Das Thema Grundsicherung von Kindern möchte ich in diesem Kontext nur der Vollständigkeit halber erwähnt haben, denn sie ist ein unverzichtbarer Bestandteil des sozioökonomischen Aspektes von Kindergesundheit und einer sozial gerechten Familienpolitik. Sie sind herzliche eingeladen, einmal einen halben Tag eine kindermedizinische Einrichtung zu begleiten, um sich einen authentischen Einblick in den Alltag von Kindern und Familien zu verschaffen.
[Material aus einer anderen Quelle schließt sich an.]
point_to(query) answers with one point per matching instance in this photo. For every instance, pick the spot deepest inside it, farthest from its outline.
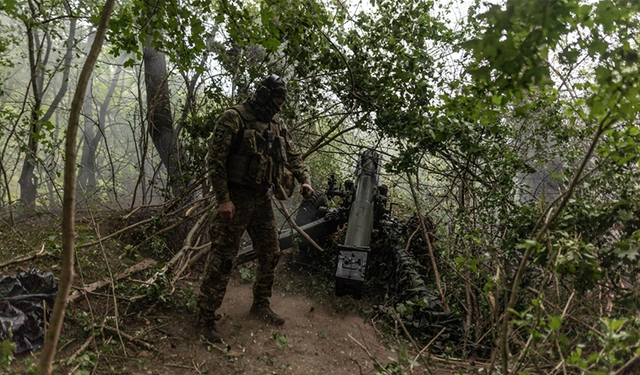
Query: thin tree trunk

Als Beleg dafür, dass Kindermediziner:innen  aus verschiedenen Fachrichtungen und Subspezialisierungen sich über ihre tägliche fachärztliche Arbeit hinaus für eine bestmögliche und sichere kindergerechte Versorgung engagieren, darf ich Ihnen neben dem besagten Kids Mum – Projekt der Sepsis Stiftung eine von mir mitinitiierte Handlungsempfehlung sowie Elterninformationsbroschüre zum Thema „Sichere ambulante Kindernarkosen“ übersenden.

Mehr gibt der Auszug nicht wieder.